What is Foie Gras?
Foie gras (pronounced fwah grah) is the fattened liver of a waterfowl (either
duck or goose, but in our case, only duck) produced by a special
feeding process. It results in a luxurious product that is at once velvety
and meaty. Historically, foie gras has been cooked in a paté or terrine
and served cold. The last decade has seen the gain in US popularity of
serving foie gras seared hot with a sweet and tangy fruit garnish.
Hudson Valley Foie Gras is a grower of the Moulard Duck from which Foie Gras
is produced. HVFG is situated on 200 acres in Ferndale, New York, a two hour drive from Manhattan.
HVFG is headed by two individuals, Izzy Yanay, a Masters in Philosophy
from the Weitzman Institute in Israel, and Michael Ginor,
a B.A. from Brandeis University and an M.B.A. from New York University.
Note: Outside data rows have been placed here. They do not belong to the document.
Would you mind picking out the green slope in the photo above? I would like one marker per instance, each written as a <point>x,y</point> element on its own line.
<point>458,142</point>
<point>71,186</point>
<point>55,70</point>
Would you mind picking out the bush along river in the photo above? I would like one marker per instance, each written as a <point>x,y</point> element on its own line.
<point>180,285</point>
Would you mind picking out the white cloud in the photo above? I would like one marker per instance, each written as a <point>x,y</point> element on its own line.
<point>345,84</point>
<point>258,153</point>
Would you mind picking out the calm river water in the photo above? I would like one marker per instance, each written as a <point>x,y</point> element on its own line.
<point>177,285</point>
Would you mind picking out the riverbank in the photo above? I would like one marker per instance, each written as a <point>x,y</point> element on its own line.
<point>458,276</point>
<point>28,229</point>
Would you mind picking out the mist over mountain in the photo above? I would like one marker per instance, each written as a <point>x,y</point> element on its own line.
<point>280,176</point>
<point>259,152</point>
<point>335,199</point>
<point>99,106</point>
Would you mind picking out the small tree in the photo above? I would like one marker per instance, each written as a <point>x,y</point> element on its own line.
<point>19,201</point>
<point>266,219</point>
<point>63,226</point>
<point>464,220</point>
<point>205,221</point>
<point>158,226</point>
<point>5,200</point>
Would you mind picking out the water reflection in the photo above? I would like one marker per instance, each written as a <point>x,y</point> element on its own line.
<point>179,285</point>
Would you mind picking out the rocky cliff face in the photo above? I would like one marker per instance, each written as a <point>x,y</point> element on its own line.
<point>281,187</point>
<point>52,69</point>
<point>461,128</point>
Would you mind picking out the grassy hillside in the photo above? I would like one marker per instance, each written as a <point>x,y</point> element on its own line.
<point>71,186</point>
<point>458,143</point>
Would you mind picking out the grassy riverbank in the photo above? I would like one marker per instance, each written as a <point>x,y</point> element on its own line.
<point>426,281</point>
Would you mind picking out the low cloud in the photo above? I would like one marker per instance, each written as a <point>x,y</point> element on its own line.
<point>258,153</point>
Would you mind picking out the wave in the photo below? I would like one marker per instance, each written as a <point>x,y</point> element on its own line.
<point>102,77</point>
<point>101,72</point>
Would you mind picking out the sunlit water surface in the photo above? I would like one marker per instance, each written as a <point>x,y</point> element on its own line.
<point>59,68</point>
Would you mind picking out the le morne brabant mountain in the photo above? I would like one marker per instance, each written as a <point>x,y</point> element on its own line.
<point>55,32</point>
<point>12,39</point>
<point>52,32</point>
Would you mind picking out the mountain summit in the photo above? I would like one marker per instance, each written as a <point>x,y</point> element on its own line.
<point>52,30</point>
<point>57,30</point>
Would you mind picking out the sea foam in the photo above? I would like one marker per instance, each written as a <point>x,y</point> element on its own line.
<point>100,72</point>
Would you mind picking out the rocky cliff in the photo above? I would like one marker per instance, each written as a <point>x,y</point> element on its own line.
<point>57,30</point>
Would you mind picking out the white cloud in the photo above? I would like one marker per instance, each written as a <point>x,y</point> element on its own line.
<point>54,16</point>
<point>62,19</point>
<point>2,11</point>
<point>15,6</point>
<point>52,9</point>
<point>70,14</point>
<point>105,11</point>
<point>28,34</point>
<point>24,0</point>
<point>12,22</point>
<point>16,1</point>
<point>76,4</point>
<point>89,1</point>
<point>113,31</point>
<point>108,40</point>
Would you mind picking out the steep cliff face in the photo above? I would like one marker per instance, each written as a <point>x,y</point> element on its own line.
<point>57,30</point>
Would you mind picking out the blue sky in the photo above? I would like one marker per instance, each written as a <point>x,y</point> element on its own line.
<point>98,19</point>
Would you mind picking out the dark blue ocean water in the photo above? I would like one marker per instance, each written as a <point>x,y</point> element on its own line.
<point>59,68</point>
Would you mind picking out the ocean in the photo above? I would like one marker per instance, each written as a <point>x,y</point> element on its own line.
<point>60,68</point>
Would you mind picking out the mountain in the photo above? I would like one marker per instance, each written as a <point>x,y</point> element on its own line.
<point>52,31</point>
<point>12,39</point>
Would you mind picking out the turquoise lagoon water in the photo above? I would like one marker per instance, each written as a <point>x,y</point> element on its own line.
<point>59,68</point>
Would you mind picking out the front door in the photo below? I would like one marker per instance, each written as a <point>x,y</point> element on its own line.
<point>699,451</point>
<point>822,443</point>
Our facility is unique in that all the stages of production, from breeding
to packaging, exist in one location. This concept was developed
by Izzy Yanay with the advent of the Moulard Duck. The Moulard Duck
is a crossbreed between a Moscovy male and a Pekin female, which are artificially
bred. This technique was invented in Israel in the mid 1970's and
Izzy was one of the first to utilize this technology in the production
of Moulard Foie Gras. As a hybrid is more resistant to disease than
either parent, it become feasible for the entire production to take place
under one roof. In 1982, Izzy introduced Foie Gras into the United
States utilizing this plan.
Izzy Yanay, General Manager, along with Michael Ginor, President, formed Hudson
Valley Foie Gras in 1989. Currently we distribute nationwide through
gourmet and specialty food distributors. Critical acclaim from around
the world has placed our company as the premier producers of Foie Gras
and Moulard Duck products. Our corporate goals include the stabilizing
of Foie Gras prices and the assurance of a steady supply as well as public
education and increased product awareness. In keeping with our promise
to develop a more economic high quality product, a significant portion
of our proceeds is directed toward research and development.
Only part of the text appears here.